Sample cover email (copy/paste)
Subject: Handoff for [Client Name] — beneficiary/titling review (Family Harbor link)
Hello [Name],
Per [Client Name]’s request, here is a read-only link to their Family Harbor handoff folder (client-owned Google Drive). It includes a 1-page cover note, access map, high-level asset/beneficiary summaries, and PDFs of existing estate documents.
Link (view/comment): [insert Drive/Dropbox link]
Link expires: [date]. If you need editor access or additional documents, reply and we’ll enable it.
Scope of ask: [e.g., Confirm beneficiary/titling alignment; advise whether a revocable trust is appropriate; draft updated POA/health-care proxy.]
Client retains custody of all files; please avoid email attachments when possible and comment directly in the folder.
Thank you,
[Your name, role, firm, phone]
Version control and naming
- Use YYYY-MM prefixes and clear slugs (
Will_2018.pdf
,Trust_2021-A1.pdf
).
- For edits, save recipient’s marked-up copy as
filename_reviewed_by_Smith_2025-09.pdf
.
- Keep a plain-text
CHANGELOG.md
in the handoff folder with one-line entries.
Follow-up rhythm
- T+2 business days: confirm the recipient could access the folder and has the scope/ask.
- T+10 business days: nudge for proposed next steps or meeting date.
- Expiry-1 week: confirm either extend access or close the handoff and archive the subfolder.
All nudges can be tracked as tasks in the client’s Family Harbor checklist (owner, due date, link).
Conflict, fees, and engagement notes
- Ensure the client signs the recipient’s engagement letter before substantive advice flows.
- Avoid any fee-splitting or referral compensation that would violate professional rules. Keep any permitted marketing or courtesy arrangements separate from matter billing.
- Your records: store links and summaries in your system; avoid downloading client PII where not required by your policy.
Edge cases
- Multiple professionals: create one dated handoff folder per recipient to avoid cross-comment confusion.
- Client rescinds access: respect immediately; note in the Family Harbor checklist; offer to resend if/when they re-authorize.
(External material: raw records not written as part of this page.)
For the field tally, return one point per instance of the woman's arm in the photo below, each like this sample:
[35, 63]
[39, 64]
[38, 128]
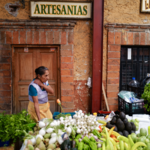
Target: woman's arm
[47, 88]
[36, 106]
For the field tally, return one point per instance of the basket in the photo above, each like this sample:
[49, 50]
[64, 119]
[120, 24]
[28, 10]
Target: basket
[4, 144]
[131, 108]
[57, 113]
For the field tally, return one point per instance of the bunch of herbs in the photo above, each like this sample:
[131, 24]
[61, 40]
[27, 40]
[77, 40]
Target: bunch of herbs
[146, 97]
[12, 125]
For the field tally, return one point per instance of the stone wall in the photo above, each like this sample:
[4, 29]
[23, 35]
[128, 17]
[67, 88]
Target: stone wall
[119, 12]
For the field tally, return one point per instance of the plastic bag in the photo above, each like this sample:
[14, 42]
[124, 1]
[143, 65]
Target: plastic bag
[127, 96]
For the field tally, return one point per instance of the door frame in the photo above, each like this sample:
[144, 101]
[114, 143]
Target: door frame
[58, 69]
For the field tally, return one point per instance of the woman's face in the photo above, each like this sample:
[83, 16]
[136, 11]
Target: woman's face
[44, 77]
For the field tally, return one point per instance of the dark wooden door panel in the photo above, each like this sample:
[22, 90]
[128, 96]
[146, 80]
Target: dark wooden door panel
[24, 64]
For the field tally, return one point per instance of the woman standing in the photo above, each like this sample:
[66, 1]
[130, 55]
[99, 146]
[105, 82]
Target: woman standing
[39, 88]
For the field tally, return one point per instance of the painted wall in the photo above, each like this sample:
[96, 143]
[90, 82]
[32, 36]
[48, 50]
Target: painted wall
[82, 56]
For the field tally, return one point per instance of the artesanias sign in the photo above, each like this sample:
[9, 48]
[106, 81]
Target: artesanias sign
[145, 6]
[61, 9]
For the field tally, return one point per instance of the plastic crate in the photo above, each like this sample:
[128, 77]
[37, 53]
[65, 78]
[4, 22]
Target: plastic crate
[3, 144]
[57, 113]
[131, 108]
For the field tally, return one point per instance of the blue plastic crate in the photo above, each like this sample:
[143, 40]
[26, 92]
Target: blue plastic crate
[57, 113]
[3, 144]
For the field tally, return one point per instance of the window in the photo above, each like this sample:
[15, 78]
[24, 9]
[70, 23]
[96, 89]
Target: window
[138, 66]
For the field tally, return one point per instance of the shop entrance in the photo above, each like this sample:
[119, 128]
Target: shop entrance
[25, 61]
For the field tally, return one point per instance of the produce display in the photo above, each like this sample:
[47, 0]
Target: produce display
[122, 125]
[80, 132]
[84, 132]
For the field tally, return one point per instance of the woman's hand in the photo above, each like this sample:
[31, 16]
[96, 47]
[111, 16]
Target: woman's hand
[38, 82]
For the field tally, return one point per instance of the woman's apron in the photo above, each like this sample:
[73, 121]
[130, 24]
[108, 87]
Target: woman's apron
[44, 106]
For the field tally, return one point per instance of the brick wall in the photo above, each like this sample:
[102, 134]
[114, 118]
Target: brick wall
[30, 32]
[121, 34]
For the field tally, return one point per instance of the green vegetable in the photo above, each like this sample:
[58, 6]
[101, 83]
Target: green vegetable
[74, 148]
[143, 132]
[62, 115]
[92, 139]
[80, 146]
[138, 144]
[121, 143]
[12, 125]
[95, 132]
[78, 136]
[46, 136]
[103, 146]
[86, 140]
[109, 145]
[148, 146]
[93, 145]
[147, 141]
[77, 142]
[146, 97]
[66, 145]
[86, 147]
[123, 138]
[73, 132]
[130, 140]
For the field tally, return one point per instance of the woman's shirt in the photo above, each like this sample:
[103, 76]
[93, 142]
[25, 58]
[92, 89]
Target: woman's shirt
[35, 90]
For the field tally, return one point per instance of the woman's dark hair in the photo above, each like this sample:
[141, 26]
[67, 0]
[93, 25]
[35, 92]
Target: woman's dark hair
[40, 70]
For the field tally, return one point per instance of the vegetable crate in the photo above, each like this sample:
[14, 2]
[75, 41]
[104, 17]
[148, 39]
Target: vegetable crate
[57, 113]
[131, 108]
[2, 144]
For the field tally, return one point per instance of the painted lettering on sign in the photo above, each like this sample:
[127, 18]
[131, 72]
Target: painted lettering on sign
[61, 9]
[145, 6]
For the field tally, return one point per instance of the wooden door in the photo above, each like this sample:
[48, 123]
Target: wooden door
[24, 64]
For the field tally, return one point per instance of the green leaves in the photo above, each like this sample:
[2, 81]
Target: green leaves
[146, 96]
[12, 126]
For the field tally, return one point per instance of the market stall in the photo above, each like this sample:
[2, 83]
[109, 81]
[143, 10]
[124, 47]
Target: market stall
[78, 130]
[88, 132]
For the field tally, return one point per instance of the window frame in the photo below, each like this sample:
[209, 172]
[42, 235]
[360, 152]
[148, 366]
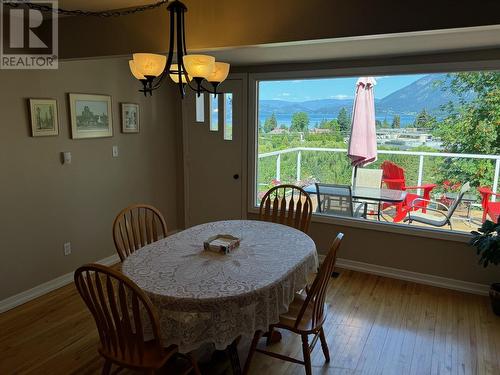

- No cloud access recipient: send the cover note by email and deliver a time-boxed, encrypted ZIP of the same packet (password shared via voice/SMS). Add the ZIP to the handoff folder for audit.
Quick checklist (printable)
- Client consent captured
- Scope clarified (one-sentence ask)
- Handoff folder created and named with date/counterparty
- Cover note, access map, summaries, existing instruments present
- Viewer/commenter link with expiry set
- Email sent with link only (no attachments)
- Handoff logged in Family Harbor checklist with next review date
Reminder: Family Harbor is an organizational layer. Clients own their storage and control access; you remain the professional advisor. Use links, not attachments, and keep the handoff narrow to the decision at hand.